Ubuntu is now rockin’

Since moving to Ubuntu Dapper on my home system, I’ve been fairly pleased with the results. It has not been without its challenges, but I’ve been able to overcome them all with minimal fuss. However one issue that has plagued me from the get-go has been a slight lag in performance. Mostly, it manifested itself in application startup times which initially were 10 seconds for some applications. After searching high and low for possible causes and solutions, I managed to cut that to about 5 seconds. The frustrating thing is that periodically I would be given a glimpse of the full speed of the system. So after the odd kernel auto-update I would see full speed performance until the next reboot when things would slow down again. It’s like when you have a car that you think is just fine, but your buddy then takes you for a ride in his brand-new wheels and your own car suddenly feels inadequate, dated and frumpy. You’d have been happier if you’d never been given the ride.

Now it was frustrating, but not big enough to be a deal-breaker. However, last night I think I finally put this problem to rest. I took some time to read this thread on ubuntuforums.org (a great resource for ubuntu users btw) which dealt with cutting down boot-up time by disabling unneeded services. I disabled about 5 or 6 services that I didn’t require (pcmcia, hp-drivers, nvidia drivers etc..) and rebooted. Lo and behold my system booted up slightly faster, but more importantly it was running at full speed. I restarted the system a couple of times to double-check it was not another temporary fix. It wasn’t.

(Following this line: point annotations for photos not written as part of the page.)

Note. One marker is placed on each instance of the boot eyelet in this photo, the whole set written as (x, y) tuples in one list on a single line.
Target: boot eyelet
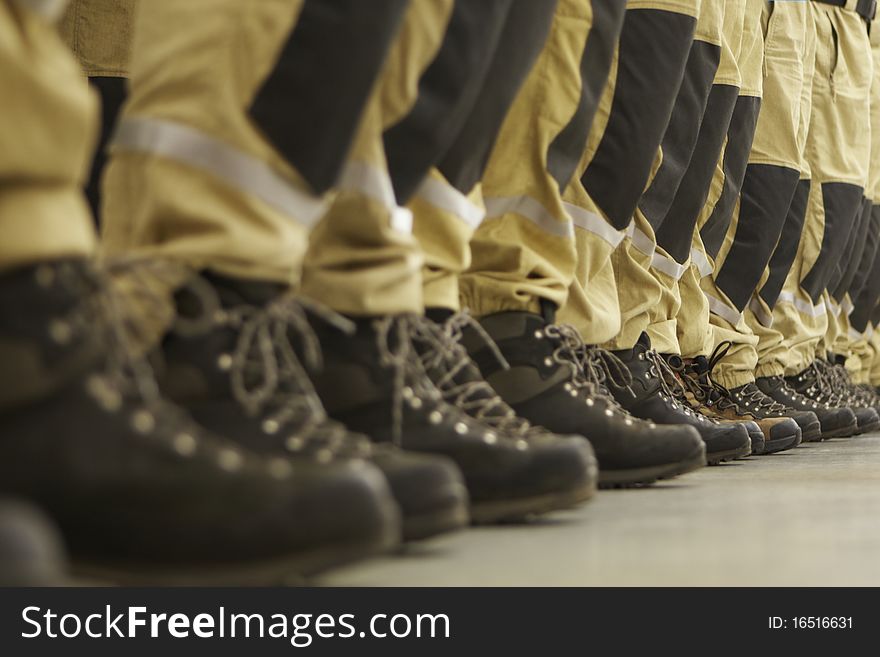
[(60, 332), (230, 460), (143, 422), (280, 468), (45, 276), (184, 444)]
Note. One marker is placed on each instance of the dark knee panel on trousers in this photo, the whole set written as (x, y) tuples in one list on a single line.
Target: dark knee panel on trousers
[(113, 93), (448, 90), (682, 134), (842, 202), (766, 195), (675, 234), (567, 149), (872, 243), (736, 157), (786, 249), (311, 104), (654, 46), (523, 37), (854, 251)]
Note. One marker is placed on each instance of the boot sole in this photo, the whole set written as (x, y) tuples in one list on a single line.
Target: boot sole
[(842, 432), (781, 444), (509, 511), (861, 431), (291, 570), (812, 434), (428, 525), (638, 477), (717, 458)]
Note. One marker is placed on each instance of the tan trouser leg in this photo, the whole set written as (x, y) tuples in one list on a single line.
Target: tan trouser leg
[(47, 131)]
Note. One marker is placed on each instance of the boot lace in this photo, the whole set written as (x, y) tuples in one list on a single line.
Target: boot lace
[(269, 381), (443, 352), (125, 381)]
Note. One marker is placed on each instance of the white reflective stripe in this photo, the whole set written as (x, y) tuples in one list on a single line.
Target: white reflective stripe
[(640, 240), (402, 220), (376, 184), (239, 170), (702, 262), (445, 197), (51, 10), (833, 307), (593, 223), (802, 306), (757, 308), (718, 307), (668, 266), (529, 208), (369, 181)]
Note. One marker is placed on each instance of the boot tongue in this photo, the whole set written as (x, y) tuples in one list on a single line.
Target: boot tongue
[(473, 388), (231, 293), (239, 291)]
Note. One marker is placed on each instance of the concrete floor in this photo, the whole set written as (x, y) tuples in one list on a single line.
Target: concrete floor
[(810, 516)]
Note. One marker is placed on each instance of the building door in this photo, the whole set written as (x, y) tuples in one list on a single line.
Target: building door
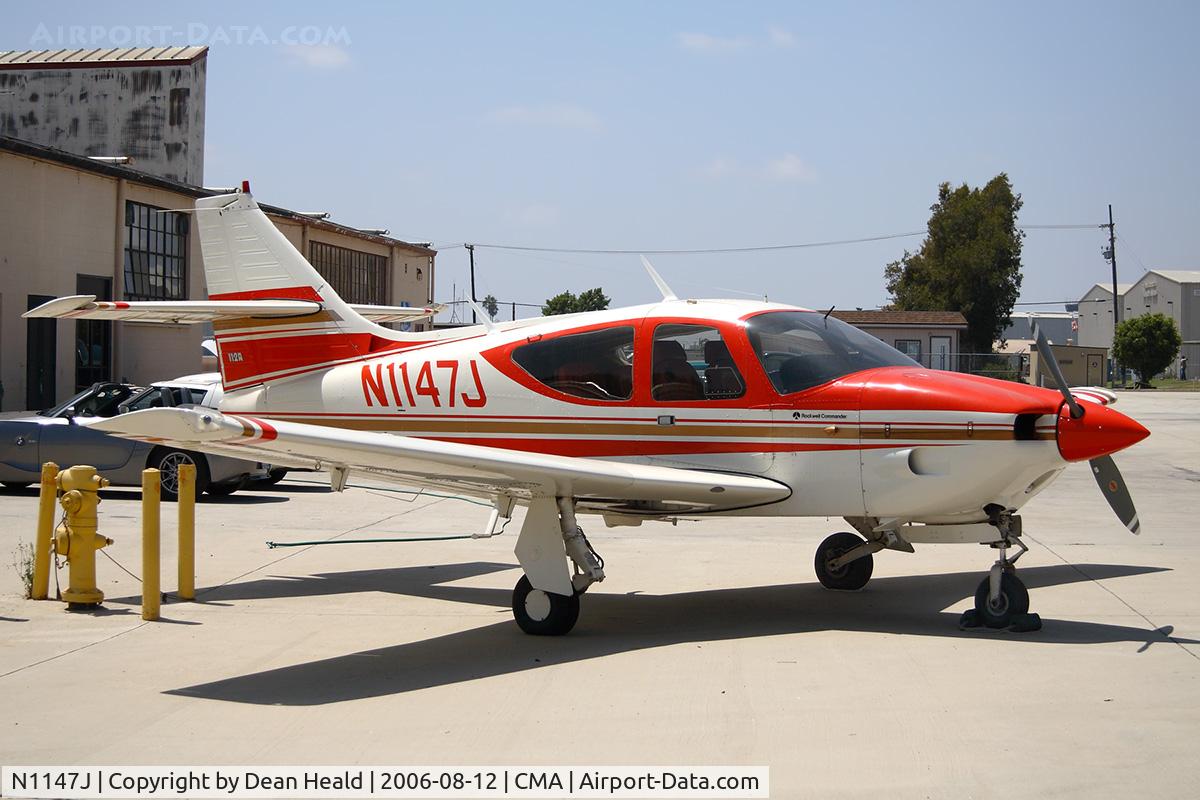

So my bootup is slightly faster, my application startup times are significantly quicker, but even more important is the boost to other seemingly unrelated (or so I thought) tasks:

  1. Firefox was not terribly quick. Rendering of my Gmail inbox in particular was a bit doggish. Firefox is now much much better. My Gmail inbox is rendered in at least half the time.
  2. F-Spot (photo management app) used to lag behind in thumbnail generation. It now handles my thumbnails with aplomb while scrolling through my photos.
  3. The small wxPython application I’ve been working on used to take about 7 seconds to appear. It now appears in about 1.5s.
  4. Synaptic package manager used to take about 5 seconds to appear, plus another 5 seconds to show the list of available packages. The application and package listing appears in about 1.5 seconds.
  5. Flash sites like YouTube used to render fairly slowly and flash video used to lag considerably. It now works great.
  6. Launching any app, or carrying out just about any task (even a screensaver) used to register at or near 100% cpu time on the system monitor. Now the monitor shows much more reasonable cpu usage and screensavers show about 5% processor usage.

It’s funny, because my system was always only showing about 5% cpu usage at idle, so I didn’t think the problem was so system-wide.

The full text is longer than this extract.